My weight was normal as a child. In 9th grade, I started lifting weights, as part of cheerleading, and cried when I broke 130 pounds (I am 5'4"). I didn't understand that I was gaining muscle.

 

At the end of 11th grade, I stopped playing sports and immediately ballooned to 165 lbs. I ran with an Army recruiter to drop weight, and squeaked into the Army at 150 lbs. I couldn't pass the weight requirement (which was 125ish), but could pass the body fat requirements (again, because I carry a lot of muscle).

 

6 years of Army Special Operations, and, even during my most intense training regimen, I never dropped below 145 lbs. I ate low fat/high-carb, which was de rigueur at the time, and was a vegetarian.

 

Once I got out of the Army, and stopped training like a maniac, my weight just took off. Before I could even blink, I was over 200. Suddenly, I found myself at 225-230 in my late 20s. I struggled with crippling depression and anxiety. I was hirsute and had cystic acne and irregular periods. I tried every diet and workout. Nothing worked. My mom assumed that I was eating bon bons, and gave me a ton of crap about my weight. I came to stay with her for awhile, after my divorce, and, once she saw how much I was training and what I was eating, she finally conceded that something must be wrong with my body.

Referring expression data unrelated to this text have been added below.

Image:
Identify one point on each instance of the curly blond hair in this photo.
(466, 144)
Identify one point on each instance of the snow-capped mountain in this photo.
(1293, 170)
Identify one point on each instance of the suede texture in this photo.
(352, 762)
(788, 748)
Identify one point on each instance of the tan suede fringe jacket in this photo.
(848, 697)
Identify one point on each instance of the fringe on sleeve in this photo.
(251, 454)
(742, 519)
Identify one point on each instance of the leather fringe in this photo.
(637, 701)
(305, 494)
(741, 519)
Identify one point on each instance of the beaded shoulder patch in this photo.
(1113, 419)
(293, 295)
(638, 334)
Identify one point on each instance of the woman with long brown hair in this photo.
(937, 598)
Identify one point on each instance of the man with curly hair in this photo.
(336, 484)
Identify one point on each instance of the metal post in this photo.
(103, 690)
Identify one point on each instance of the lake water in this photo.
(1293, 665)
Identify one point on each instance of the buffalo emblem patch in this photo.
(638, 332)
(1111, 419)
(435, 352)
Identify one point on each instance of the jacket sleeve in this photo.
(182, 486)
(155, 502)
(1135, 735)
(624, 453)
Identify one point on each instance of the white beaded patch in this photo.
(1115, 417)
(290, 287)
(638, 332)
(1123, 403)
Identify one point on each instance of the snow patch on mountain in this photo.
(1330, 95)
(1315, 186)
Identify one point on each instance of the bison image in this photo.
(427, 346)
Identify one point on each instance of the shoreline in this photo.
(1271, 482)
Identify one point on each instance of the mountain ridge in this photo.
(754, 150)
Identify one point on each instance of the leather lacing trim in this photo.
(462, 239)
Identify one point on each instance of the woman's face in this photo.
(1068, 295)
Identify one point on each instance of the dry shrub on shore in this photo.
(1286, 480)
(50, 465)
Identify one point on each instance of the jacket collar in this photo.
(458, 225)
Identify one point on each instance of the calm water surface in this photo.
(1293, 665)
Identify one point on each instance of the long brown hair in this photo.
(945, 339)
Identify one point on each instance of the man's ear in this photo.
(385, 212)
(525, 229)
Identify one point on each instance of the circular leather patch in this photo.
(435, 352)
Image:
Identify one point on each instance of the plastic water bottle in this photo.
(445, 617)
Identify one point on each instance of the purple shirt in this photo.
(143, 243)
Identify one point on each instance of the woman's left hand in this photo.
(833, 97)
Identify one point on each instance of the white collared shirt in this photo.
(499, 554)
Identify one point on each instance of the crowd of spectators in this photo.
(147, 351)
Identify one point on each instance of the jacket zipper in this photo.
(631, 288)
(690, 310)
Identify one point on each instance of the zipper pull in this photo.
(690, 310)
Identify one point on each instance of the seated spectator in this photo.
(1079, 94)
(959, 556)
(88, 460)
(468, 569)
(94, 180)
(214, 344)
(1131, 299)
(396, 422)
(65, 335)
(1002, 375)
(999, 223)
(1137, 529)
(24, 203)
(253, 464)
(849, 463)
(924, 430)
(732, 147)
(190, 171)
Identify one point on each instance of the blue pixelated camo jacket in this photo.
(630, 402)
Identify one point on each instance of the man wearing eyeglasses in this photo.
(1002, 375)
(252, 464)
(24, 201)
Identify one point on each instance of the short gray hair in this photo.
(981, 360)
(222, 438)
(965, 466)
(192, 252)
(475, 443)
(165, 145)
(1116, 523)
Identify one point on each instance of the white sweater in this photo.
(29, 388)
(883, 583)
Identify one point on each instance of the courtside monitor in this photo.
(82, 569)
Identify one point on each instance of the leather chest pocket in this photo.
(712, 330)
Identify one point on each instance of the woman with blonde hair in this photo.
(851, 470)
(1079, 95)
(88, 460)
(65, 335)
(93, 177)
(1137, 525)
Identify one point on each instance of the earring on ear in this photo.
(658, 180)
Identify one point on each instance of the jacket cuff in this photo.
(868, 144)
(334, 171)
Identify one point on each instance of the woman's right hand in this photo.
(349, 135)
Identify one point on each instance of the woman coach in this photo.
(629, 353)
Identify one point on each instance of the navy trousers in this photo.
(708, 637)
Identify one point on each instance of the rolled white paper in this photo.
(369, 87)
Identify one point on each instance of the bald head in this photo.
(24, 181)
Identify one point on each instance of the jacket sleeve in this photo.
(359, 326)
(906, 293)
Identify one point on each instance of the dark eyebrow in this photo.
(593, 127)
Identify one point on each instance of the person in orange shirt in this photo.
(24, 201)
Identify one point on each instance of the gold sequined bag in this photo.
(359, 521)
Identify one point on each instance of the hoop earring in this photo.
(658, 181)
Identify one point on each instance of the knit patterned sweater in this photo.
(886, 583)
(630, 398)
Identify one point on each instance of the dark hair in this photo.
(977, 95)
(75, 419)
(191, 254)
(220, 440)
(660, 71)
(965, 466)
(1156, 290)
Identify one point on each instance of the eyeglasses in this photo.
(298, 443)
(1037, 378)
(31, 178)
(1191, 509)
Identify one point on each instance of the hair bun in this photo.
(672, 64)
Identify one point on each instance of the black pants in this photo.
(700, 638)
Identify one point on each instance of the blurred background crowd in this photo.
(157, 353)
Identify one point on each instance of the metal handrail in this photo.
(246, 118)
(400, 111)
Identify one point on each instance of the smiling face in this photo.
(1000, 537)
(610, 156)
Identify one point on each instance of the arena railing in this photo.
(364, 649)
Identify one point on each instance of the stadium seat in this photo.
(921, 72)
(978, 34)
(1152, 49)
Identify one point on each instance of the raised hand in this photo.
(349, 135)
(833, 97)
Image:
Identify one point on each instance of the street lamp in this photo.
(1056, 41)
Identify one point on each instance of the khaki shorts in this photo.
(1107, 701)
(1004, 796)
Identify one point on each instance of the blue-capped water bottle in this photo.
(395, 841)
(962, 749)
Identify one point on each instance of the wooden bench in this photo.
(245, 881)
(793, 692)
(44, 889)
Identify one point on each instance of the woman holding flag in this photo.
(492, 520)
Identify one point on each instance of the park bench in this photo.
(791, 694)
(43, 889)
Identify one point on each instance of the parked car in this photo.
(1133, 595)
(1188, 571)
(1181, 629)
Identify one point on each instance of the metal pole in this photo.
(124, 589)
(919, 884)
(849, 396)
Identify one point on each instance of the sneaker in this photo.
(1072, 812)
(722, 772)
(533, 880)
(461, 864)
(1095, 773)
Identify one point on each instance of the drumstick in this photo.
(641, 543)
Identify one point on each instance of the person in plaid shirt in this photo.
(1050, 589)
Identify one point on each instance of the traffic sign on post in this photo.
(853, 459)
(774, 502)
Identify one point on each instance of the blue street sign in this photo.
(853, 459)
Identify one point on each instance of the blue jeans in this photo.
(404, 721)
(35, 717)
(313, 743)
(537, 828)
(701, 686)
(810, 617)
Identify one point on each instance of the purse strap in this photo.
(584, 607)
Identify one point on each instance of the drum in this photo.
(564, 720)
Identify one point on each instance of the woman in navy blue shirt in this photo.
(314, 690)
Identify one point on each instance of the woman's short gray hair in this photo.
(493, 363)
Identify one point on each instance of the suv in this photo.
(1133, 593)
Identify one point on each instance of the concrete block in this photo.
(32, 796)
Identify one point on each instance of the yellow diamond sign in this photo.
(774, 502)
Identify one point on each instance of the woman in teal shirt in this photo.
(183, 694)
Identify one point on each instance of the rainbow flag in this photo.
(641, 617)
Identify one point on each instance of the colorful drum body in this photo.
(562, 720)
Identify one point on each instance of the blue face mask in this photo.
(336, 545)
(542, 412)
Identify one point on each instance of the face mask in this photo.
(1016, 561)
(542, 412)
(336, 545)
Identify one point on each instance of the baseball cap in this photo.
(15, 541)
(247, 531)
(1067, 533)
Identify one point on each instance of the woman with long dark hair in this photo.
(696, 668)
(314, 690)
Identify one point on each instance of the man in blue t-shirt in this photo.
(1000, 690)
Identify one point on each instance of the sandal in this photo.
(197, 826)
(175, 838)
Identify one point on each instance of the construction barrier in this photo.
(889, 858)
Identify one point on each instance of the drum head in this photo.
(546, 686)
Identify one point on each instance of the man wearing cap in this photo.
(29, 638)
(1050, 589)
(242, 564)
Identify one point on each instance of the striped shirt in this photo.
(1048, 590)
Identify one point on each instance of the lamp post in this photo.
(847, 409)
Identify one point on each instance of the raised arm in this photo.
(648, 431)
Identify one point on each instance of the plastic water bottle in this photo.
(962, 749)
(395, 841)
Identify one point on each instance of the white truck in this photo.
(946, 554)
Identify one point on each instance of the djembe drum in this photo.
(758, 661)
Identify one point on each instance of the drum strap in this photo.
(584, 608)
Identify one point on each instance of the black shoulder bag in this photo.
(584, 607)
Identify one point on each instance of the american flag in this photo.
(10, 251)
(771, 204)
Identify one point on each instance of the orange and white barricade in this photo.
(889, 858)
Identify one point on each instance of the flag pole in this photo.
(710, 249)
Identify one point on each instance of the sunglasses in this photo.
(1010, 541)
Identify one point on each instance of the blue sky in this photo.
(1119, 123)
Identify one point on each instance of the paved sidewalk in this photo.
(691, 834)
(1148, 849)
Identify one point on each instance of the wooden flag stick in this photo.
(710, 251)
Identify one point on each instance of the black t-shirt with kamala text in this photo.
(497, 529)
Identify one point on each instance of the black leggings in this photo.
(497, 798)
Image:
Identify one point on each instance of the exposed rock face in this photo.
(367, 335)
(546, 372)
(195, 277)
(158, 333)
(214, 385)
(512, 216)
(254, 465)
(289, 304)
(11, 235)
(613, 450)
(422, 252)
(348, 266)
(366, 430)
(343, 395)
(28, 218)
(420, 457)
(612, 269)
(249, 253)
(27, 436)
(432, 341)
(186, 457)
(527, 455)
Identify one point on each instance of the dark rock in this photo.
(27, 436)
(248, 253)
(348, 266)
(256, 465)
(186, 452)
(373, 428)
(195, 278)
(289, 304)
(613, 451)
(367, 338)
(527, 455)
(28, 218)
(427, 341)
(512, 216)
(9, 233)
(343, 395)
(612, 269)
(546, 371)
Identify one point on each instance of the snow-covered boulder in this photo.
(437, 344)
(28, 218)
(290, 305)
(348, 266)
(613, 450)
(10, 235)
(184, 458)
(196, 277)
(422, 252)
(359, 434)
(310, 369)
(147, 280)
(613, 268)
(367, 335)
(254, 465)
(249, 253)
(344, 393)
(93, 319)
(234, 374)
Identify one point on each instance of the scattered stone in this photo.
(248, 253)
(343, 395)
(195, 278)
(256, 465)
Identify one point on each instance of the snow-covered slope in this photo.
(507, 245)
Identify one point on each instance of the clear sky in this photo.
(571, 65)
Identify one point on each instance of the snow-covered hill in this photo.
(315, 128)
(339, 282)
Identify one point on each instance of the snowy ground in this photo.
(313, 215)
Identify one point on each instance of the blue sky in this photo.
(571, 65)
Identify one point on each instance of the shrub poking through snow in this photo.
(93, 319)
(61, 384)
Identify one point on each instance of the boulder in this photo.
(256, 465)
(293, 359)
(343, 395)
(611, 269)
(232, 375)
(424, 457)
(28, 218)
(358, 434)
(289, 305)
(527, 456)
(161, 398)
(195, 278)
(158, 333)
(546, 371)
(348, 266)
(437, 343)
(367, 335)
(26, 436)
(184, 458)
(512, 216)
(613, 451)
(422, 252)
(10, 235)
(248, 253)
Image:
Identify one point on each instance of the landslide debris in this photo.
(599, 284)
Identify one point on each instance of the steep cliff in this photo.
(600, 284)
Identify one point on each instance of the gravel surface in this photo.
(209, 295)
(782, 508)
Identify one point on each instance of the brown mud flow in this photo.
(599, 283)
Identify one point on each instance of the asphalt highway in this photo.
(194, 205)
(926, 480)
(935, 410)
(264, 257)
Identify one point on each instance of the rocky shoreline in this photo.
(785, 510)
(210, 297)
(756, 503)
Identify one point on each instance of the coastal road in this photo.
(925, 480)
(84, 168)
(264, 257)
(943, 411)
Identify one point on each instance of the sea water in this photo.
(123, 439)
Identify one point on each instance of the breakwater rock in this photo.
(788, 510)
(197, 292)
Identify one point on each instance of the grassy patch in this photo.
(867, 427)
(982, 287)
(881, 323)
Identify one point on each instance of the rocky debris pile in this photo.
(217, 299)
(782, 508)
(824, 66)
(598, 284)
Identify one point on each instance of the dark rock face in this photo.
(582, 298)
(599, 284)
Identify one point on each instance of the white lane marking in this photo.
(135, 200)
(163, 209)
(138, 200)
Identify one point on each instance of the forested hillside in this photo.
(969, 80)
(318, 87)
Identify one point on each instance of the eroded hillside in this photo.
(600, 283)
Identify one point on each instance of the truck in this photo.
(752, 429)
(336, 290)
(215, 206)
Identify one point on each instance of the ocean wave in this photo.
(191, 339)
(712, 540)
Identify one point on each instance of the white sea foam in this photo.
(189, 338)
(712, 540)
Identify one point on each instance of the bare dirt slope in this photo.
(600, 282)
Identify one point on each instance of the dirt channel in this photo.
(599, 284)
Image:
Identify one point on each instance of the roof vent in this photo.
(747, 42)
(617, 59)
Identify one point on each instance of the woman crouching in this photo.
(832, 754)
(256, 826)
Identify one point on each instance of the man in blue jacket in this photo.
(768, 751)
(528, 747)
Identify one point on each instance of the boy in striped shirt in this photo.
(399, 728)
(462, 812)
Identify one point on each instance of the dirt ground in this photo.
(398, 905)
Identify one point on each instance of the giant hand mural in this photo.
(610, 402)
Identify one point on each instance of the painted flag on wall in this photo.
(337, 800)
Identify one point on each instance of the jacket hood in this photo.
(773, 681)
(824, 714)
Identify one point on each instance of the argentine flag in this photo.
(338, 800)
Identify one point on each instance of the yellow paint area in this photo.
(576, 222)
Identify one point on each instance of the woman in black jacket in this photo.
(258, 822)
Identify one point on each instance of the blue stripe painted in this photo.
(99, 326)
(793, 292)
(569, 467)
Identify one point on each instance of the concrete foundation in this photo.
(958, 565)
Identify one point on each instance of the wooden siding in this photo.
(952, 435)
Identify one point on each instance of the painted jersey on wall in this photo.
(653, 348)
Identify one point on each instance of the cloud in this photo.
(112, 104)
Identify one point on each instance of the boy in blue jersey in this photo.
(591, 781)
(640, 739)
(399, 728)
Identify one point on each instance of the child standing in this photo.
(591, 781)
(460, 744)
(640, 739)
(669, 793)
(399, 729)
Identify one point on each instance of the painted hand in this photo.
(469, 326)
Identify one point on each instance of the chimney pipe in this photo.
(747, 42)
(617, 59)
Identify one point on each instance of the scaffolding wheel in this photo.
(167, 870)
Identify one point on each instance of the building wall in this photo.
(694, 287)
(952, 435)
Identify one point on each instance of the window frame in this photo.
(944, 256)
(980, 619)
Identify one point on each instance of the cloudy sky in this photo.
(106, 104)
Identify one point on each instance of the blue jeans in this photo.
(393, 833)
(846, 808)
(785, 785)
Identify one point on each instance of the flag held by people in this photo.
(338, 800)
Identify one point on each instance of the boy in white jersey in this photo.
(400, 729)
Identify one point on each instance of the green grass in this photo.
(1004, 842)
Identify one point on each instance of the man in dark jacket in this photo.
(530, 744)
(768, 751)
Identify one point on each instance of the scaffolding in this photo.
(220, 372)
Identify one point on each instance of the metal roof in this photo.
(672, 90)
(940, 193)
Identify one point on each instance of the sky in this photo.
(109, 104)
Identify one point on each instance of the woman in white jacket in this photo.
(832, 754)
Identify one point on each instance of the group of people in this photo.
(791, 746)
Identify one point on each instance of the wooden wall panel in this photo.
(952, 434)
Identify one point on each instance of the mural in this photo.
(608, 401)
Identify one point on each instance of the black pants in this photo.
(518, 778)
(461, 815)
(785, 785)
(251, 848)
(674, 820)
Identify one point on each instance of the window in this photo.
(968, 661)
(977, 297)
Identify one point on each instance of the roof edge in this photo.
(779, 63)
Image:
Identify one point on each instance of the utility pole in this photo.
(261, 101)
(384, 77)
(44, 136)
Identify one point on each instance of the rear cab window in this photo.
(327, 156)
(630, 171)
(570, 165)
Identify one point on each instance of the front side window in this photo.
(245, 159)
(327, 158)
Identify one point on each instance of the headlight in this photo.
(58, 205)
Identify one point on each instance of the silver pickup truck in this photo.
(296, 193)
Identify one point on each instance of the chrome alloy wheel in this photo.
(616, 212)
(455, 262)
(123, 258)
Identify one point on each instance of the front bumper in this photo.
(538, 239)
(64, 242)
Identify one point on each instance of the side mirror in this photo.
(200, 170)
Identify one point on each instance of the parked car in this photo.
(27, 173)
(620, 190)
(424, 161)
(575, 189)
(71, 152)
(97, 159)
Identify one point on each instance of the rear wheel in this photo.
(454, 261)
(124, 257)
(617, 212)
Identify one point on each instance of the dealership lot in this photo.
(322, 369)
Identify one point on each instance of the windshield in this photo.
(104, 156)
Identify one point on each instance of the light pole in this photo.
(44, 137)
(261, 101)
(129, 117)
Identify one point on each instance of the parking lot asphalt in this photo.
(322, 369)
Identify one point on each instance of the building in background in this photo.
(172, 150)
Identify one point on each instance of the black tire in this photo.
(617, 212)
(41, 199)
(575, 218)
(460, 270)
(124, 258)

She sent me to an endo.

 

The endo dx me with PCOS, and told me that my insulin resistance was so bad that I was a "lean, mean, fat-storing machine." I went on Metformin to correct the insulin resistance, and began to lose a modest amount of weight. The acne began to get better. The length of my cycles became more regular. I took antidepressants for my moods. I competed in triathlons, but was still over 200 pounds and unable to lose more weight.

 

In my mid-30s, I was diagnosed with bipolar disorder and ADHD (inattentive type). In addition to the anti-depressants, I was put on Dexedrine (speed) and a mood stabilizer known for weight loss (Topamax). I suddenly knew what thin people felt like. It was so freeing. I actually had to remind myself to eat. I still trained at the gym like a mad dog, but finally, the weight came off. I dropped to 145-150 -- pretty much the same weight I had been in the Army. I was a size 6. My mood and skin were great, my cycles were regular. 

 

Then, I got pregnant. I had to go off all my meds. I gained 85 lbs during the pregnancy. Boom. Right back to 230+ lbs again. Just like that. Depression was horrible. The worst. I was completely nonfunctional. It got so bad that I finally had to stop nursing and go back on my meds. Things got better. Slowly. The pregnancy weight started to come off. Slowly. I fluctuated between 175-190, depending on the cocktail of meds I was taking.

 

Then, I got pregnant again. Back to 230 and developed pre-diabetes at 40. Stayed that way for a year until I finally went to a new endo, and begged him to put me on Victoza to try to correct the insulin resistance that had again gotten out of control. My psychiatrist also ran genetic testing. I am compound heterozygous for MTHFR, which is the worst variant. In the 7 months that I have been on Victoza (and the supplements for MTHFR), I have lost 15 lbs. I am 210 pounds, and eat a mostly plant-based diet. My moods are great. My skin is great. I ovulate regularly. The pre-diabetes is gone.

 

For me, it is clear that this is not just about CICO. There are serious and complicated hormonal/genetic issues at play. One of the things that I have learned is the role glutathione plays in the pathophysiology of obesity, bipolar disorder, and MTHFR. For me, these are all connected, and it has become obvious that there is some breakdown in my glutathione levels. Victoza increases glutathione, so, not surprisingly, it has helped treat both my mood and the obesity/IR. Both my psychiatrist and my endo admit that we are in the infant stages of treating these conditions.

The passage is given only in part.